Degraffenreid was freed on parole in January after Underwood testified to the South Carolina parole board that the key witness who testified against both men, a convicted killer named Melvin “Smokey” Harris who died in prison in 2015, confessed to the crime and evidence points to Harris as the killer. Harris was charged with murder in the case but never prosecuted, and received a deal on several other similar armed robberies and crimes from the same time period in exchange for his testimony at two 1977 trials.
The first trial ended in a hung jury. The second ended with conviction.
“Four decades in prison on this evidence should shock not only an jurist, but society at large,” said Kendrick, Degraffenreid’s lawyer. “The courts turned their back on these two innocent men.”
Harris recanted his 1977 trial testimony and confessed to the 1973 killing of Killian after being charged with a similar murder in 1992 - but no judge would believe him.
McClurkin always denied involvement. Degraffenreid gave a confession in 1977, but his lawyers and even a federal magistrate through four decades of appeals have said the confession was coerced after Degraffenreied was kept in solitary confinement for days. The first 1977 trial judge refused to allow the confession in the trial, but the second trial judge in 1977 allowed it and both men were convicted.

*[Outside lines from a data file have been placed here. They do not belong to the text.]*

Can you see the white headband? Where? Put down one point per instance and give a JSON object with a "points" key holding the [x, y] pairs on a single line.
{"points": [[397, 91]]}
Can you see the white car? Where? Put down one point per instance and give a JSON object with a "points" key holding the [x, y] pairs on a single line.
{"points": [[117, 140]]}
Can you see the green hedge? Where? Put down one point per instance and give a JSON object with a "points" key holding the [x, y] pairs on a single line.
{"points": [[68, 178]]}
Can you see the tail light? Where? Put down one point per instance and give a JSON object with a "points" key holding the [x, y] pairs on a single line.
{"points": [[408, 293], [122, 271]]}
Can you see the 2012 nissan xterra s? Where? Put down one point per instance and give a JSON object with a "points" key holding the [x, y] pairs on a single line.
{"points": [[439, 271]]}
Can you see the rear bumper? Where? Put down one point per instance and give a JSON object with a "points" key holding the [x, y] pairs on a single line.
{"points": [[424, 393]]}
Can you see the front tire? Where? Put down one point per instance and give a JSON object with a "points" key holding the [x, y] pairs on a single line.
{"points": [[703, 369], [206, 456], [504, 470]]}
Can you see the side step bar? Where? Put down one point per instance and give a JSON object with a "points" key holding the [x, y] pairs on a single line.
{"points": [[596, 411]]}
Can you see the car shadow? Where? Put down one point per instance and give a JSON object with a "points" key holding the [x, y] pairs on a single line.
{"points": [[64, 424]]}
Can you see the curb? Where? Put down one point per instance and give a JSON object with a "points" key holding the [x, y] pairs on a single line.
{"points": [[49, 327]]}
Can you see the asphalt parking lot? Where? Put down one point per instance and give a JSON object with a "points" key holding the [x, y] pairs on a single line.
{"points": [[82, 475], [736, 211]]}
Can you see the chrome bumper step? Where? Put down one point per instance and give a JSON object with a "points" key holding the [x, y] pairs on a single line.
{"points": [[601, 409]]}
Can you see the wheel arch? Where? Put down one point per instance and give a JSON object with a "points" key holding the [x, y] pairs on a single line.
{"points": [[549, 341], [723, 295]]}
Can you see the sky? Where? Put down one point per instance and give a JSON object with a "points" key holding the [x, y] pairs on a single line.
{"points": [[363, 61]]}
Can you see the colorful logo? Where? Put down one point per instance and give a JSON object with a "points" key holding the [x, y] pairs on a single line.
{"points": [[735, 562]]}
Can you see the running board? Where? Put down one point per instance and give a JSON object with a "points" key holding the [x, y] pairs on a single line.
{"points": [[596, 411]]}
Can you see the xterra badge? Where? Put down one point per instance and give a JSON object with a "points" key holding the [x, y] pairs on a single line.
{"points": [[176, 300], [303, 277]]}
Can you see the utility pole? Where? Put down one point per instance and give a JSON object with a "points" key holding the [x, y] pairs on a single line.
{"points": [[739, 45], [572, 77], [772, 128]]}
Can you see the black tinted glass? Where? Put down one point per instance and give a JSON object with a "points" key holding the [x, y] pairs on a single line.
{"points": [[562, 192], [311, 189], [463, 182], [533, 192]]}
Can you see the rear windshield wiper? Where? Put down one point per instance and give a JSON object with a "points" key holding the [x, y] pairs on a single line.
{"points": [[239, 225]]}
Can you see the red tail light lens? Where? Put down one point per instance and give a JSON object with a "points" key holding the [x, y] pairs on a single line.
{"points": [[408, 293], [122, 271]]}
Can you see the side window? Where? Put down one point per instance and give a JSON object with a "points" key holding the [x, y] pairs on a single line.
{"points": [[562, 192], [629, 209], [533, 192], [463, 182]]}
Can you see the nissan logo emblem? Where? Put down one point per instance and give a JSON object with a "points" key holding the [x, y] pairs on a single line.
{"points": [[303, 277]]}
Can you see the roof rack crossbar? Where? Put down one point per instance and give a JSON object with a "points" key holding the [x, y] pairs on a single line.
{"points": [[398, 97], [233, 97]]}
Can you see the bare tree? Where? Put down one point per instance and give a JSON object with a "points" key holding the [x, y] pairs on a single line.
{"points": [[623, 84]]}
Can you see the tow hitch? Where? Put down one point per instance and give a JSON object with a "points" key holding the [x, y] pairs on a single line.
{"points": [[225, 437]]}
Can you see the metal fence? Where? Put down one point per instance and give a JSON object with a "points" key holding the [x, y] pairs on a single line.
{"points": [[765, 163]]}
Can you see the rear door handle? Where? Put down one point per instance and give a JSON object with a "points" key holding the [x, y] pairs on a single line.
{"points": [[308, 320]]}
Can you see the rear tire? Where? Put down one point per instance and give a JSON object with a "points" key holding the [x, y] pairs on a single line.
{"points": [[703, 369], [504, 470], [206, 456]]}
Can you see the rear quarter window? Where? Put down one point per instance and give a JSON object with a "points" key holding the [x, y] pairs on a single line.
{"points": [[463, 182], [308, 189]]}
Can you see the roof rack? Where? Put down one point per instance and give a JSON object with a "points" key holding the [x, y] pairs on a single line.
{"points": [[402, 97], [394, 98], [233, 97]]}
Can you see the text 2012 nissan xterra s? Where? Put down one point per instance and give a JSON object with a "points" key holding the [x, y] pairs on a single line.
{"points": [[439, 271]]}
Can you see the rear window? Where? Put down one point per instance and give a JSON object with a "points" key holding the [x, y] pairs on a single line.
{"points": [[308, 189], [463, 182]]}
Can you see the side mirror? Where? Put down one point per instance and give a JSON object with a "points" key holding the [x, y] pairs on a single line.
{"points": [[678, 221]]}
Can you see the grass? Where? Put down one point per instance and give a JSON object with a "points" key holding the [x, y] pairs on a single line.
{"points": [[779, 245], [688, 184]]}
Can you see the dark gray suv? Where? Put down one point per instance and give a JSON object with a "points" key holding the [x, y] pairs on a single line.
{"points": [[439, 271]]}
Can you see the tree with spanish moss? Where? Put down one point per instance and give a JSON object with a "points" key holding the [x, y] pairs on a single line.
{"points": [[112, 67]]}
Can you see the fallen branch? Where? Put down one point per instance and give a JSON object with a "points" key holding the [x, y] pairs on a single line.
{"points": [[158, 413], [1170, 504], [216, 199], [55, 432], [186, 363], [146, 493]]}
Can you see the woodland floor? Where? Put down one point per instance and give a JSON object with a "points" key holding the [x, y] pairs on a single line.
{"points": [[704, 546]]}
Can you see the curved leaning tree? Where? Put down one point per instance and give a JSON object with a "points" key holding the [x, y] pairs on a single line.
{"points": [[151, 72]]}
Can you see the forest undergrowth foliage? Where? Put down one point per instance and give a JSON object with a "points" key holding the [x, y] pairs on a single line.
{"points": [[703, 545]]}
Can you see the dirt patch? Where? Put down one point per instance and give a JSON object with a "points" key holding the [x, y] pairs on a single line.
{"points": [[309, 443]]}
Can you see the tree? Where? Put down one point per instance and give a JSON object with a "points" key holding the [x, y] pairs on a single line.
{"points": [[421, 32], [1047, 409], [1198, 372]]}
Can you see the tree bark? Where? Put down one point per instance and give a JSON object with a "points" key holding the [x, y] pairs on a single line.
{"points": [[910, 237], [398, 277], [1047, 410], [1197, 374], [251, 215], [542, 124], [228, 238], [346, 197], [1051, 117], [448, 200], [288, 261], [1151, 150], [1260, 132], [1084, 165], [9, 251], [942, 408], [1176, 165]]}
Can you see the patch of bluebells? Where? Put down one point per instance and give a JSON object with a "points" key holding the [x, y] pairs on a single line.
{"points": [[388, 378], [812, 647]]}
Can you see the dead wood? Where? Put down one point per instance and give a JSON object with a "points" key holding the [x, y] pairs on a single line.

Degraffenreid does not get to live a free life even with parole. He is staying at a Columbia adult care institution where he receives care for his mental condition, said Kendrick his lawyer. McClurkin is struggling in his freedom, so poor and without any job training or skills that he relies on Food Stamps.
No hearing date has been set. Lawyers for both men are hopeful that this summer a judge will take testimony from police who re-opened the case, then throw the convictions out.
But until then, both Degraffenreid and McClurkin are considered convicted killers who are parolees no different than any other ex-cons.
Except in this case, the police are on the record saying the men who served 40 years in prison didn’t do it.